Toxicokinetics, metabolism and distribution

Etherdiamine C13i is mainly protonated under environmental conditions. The protonated fraction will behave as salt in water. Etherdiamine C13i is surface active and has a low solubility in the form of CMC (1.3 – 2.2 g/L at pH 7).

Similarly to other cationic fatty nitrile derivatives, Etherdiamine C13i is expected to sorb strongly to sorbents and patitionates strongly into phospholipid membranes. As a consequence, absorption from gastro-intestinal system is likely to be slow.


With a vapour pressure of 0.005 Pa at 25°C and expected low evaporation rate, potential for inhalation is limited. The substance is very corrosive and itsuse is limited to industrial settings under controlled conditions which further limits the likelihood of exposure.


The mode of action of Etherdiamine follows from its structure, consisting of an apolar fatty acid chain and a polar end of a primary amine from the ether part with primary amine. The structure can disrupt the cytoplasmatic membrane, leading to lyses of the cell content and consequently the death of the cell.

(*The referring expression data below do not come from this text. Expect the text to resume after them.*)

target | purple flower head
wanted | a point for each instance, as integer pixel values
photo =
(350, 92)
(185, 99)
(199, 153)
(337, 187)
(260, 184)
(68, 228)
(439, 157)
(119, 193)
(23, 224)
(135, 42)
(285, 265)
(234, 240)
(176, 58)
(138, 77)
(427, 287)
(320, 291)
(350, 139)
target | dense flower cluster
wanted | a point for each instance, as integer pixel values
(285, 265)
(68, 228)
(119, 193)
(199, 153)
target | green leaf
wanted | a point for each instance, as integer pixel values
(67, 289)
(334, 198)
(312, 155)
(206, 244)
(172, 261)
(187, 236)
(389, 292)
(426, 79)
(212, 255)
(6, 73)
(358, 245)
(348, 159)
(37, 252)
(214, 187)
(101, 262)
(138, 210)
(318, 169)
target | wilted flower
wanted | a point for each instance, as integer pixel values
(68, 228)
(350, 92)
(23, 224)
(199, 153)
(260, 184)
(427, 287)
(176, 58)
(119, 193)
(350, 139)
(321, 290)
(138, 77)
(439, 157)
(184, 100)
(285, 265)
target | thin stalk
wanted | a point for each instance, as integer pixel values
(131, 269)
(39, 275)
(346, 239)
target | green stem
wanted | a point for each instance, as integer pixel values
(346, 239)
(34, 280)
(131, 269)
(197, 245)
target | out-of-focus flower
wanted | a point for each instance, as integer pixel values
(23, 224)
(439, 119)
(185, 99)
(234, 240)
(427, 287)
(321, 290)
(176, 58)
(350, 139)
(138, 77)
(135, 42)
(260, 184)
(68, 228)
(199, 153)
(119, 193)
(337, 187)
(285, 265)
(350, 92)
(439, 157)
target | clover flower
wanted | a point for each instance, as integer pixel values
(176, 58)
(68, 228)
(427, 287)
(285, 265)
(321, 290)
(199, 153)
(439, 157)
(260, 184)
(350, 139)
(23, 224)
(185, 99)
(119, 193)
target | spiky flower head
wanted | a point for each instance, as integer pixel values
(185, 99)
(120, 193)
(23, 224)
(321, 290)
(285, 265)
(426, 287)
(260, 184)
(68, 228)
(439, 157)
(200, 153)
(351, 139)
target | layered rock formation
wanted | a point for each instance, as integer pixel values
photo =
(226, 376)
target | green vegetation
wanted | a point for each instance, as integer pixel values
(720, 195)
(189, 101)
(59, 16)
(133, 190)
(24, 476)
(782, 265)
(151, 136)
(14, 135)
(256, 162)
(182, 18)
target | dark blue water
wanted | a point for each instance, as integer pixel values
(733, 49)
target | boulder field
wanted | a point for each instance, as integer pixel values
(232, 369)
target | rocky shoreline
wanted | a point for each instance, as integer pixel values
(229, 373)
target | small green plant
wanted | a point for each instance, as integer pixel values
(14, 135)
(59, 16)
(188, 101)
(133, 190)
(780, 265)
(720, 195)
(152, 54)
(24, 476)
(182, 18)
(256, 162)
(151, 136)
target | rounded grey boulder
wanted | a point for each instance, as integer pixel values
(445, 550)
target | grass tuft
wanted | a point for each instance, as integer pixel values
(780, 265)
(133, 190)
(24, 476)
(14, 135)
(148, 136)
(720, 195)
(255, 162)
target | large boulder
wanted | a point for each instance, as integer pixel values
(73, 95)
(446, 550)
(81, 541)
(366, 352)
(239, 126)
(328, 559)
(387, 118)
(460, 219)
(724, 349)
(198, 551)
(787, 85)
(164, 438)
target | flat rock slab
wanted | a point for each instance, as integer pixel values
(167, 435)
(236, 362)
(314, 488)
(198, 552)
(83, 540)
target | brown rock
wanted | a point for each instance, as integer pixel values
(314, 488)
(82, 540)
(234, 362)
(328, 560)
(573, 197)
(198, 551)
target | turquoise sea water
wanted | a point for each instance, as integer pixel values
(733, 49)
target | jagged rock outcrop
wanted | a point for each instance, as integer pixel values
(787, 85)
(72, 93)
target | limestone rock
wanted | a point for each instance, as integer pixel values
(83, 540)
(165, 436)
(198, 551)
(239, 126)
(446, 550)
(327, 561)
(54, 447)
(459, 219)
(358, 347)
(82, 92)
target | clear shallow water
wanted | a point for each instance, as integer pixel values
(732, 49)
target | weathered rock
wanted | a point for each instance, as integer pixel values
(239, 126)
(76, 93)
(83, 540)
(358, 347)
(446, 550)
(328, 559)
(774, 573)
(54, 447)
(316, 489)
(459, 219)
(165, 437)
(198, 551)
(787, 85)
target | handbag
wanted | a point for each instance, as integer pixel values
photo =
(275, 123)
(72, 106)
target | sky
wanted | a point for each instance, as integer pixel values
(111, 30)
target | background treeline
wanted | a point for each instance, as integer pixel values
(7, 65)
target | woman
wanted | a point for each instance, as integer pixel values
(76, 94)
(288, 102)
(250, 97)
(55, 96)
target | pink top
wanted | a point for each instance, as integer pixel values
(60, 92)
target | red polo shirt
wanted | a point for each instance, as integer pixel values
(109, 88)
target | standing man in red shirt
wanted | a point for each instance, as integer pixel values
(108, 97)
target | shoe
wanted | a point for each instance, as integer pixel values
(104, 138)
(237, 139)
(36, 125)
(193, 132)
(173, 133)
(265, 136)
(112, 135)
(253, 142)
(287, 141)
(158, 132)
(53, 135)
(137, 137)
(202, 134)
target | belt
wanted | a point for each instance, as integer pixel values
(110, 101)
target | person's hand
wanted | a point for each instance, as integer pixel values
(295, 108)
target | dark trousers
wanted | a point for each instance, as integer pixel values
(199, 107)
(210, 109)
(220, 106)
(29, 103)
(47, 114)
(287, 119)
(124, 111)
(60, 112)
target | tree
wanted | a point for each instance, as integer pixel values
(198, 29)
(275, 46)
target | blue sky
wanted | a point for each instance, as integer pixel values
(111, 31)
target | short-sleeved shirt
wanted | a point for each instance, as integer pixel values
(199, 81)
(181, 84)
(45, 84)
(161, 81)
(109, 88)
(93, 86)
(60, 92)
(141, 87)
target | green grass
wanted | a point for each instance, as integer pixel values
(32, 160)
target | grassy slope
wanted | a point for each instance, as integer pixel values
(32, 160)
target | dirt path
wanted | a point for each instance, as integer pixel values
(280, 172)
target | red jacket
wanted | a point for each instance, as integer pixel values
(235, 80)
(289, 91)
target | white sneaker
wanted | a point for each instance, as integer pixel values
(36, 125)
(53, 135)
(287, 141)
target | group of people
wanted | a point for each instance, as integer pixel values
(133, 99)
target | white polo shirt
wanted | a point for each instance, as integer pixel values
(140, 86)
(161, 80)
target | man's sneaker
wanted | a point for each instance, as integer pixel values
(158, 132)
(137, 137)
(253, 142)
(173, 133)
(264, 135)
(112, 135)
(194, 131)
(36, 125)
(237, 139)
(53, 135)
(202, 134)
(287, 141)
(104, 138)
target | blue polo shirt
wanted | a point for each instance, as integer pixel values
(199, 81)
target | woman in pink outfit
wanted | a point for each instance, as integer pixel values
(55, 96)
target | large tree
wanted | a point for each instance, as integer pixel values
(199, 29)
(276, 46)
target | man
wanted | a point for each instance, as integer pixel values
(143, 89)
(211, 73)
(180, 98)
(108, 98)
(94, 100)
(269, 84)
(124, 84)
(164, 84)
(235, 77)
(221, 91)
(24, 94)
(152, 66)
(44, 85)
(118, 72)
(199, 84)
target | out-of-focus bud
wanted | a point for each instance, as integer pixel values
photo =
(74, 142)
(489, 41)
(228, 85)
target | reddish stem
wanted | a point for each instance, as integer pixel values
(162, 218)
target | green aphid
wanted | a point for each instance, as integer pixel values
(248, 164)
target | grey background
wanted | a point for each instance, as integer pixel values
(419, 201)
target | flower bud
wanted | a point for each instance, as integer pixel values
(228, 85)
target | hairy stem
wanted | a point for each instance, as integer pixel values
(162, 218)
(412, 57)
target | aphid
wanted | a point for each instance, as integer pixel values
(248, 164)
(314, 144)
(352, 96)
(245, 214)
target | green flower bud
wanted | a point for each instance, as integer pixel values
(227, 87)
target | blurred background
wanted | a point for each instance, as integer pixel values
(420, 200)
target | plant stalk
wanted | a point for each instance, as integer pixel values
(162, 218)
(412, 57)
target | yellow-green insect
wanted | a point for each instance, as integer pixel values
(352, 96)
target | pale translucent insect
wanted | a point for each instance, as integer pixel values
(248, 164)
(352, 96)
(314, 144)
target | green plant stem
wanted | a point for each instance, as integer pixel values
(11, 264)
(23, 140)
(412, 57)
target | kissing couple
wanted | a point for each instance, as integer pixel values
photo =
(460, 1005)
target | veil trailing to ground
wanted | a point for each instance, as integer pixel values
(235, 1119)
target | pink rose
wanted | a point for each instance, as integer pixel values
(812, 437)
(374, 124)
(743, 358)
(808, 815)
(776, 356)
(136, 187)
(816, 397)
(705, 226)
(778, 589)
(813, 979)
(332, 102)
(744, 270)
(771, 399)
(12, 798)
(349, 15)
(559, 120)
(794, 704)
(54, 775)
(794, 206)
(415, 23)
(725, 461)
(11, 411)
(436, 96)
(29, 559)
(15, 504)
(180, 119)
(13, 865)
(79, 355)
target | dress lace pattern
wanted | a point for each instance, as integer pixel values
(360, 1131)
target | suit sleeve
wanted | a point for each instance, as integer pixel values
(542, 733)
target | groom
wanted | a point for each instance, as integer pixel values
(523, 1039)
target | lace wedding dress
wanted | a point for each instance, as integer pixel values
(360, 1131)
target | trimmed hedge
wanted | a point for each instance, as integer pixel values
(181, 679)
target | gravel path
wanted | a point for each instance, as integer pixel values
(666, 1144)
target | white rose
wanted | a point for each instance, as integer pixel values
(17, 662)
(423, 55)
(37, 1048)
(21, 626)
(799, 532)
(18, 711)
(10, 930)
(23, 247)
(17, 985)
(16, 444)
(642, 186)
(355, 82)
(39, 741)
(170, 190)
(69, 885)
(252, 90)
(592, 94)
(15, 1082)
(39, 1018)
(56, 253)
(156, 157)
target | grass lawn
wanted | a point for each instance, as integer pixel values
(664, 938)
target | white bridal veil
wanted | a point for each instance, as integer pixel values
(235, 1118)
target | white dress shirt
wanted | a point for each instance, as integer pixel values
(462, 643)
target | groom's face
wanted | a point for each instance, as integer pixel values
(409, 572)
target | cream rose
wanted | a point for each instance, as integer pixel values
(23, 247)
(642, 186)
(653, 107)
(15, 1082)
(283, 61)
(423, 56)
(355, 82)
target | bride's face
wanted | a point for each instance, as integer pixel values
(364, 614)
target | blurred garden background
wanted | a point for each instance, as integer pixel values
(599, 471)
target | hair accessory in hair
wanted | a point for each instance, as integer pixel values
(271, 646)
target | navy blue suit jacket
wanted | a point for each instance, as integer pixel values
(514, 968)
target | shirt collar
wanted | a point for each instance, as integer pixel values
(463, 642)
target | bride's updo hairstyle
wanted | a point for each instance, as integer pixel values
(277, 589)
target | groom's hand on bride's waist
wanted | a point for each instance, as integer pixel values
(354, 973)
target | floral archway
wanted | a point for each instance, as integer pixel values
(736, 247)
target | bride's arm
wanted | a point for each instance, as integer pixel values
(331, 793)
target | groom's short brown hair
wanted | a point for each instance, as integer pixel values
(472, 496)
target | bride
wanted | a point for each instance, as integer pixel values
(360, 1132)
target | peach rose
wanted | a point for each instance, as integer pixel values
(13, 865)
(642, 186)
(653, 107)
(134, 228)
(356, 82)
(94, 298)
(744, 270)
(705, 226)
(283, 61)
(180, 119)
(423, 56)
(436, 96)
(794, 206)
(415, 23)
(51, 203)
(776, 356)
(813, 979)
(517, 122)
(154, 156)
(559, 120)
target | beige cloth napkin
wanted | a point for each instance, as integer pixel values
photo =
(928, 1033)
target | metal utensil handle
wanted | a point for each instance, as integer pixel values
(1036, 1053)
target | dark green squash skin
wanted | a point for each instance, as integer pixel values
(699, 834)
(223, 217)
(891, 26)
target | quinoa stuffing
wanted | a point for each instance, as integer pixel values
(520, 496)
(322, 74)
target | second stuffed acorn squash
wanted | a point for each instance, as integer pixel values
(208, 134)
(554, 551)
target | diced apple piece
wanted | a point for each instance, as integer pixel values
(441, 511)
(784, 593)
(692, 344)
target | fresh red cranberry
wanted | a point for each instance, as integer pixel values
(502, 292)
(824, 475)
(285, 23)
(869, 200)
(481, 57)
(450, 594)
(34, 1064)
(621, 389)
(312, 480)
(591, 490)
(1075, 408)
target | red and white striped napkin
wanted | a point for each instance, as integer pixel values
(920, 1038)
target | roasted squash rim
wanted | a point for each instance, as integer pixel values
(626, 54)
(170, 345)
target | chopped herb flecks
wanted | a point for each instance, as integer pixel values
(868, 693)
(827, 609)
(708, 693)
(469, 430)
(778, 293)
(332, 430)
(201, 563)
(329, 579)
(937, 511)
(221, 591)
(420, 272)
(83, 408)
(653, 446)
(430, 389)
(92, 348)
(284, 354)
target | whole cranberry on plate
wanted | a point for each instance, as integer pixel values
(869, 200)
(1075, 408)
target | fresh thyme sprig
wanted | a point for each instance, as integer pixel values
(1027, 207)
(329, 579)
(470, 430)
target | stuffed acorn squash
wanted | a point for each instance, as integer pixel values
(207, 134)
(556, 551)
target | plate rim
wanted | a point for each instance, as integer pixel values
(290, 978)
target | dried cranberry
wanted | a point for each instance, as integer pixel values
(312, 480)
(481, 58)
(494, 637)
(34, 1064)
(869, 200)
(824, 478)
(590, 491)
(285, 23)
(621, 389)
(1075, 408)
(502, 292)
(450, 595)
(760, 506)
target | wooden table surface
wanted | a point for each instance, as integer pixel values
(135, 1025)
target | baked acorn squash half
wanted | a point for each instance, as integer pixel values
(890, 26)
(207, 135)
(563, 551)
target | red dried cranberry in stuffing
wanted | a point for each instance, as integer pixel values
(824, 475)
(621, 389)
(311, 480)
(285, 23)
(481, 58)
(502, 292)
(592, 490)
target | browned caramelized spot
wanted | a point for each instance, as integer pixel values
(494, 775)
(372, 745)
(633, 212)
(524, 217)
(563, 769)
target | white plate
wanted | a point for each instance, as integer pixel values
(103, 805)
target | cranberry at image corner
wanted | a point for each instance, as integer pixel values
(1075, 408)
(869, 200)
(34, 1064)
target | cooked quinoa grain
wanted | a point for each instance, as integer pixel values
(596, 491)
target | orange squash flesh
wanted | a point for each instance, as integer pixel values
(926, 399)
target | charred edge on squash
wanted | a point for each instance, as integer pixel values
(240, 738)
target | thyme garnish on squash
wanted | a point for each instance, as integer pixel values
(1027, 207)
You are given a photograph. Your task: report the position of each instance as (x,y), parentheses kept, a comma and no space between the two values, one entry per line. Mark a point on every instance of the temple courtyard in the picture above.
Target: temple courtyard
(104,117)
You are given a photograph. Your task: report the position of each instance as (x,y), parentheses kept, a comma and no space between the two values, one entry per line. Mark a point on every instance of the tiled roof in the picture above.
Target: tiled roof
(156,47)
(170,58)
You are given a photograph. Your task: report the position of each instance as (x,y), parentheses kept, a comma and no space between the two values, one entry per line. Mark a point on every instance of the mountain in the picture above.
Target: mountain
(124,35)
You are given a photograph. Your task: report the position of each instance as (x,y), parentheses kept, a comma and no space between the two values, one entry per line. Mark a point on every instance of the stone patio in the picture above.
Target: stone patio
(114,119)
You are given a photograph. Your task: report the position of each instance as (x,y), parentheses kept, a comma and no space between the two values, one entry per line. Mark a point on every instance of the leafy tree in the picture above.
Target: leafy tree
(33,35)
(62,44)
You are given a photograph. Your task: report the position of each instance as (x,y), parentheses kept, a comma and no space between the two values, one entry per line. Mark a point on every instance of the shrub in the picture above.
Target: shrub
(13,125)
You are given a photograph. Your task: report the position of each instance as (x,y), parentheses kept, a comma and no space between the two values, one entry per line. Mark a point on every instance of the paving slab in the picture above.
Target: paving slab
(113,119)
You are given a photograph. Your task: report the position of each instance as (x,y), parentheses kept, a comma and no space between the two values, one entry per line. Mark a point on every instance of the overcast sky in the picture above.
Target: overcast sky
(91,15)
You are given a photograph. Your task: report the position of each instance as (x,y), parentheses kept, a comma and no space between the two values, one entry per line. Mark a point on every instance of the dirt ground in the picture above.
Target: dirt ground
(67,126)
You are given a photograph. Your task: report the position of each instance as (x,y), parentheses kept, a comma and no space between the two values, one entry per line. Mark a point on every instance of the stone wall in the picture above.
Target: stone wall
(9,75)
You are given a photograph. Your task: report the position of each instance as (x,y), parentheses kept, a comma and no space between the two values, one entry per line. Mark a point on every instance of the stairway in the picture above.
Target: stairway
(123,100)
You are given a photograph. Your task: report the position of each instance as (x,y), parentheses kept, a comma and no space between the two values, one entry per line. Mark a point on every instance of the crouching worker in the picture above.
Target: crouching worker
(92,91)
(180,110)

Etherdiamine C13i is corrosive to skin, and toxicity following dermal exposure is characterised by local tissue damage, rather than the result of percutaneously absorbed material. It is not expected to easily pass the skin in view of its ionised form at physiological conditions. However, as this is not quantitatively evaluated, 100% dermal absorption is considered as worst case assumption.


The log Pow was found to be -0.4 which indicates that the substance not will bioaccumulate.


Attached document provide results from profiling. Etherdiamine C13i does not trigger any alert for mechanistic or endpoint toxicity. The only alert triggered Class III (high) Toxic hazard classification by Cramer. Class III is described as: “Substances with chemical structures that permit no strong initial presumption of safety or may even suggest significant toxicity or have reactive functional groups.” Just the presence of an aliphatic secondary amine causes this response.

QSAR Toolbox metabolism profilers, MetaPrint2D and BioTransformer indicate that a large range of human relevant phase I liver metabolism is possible.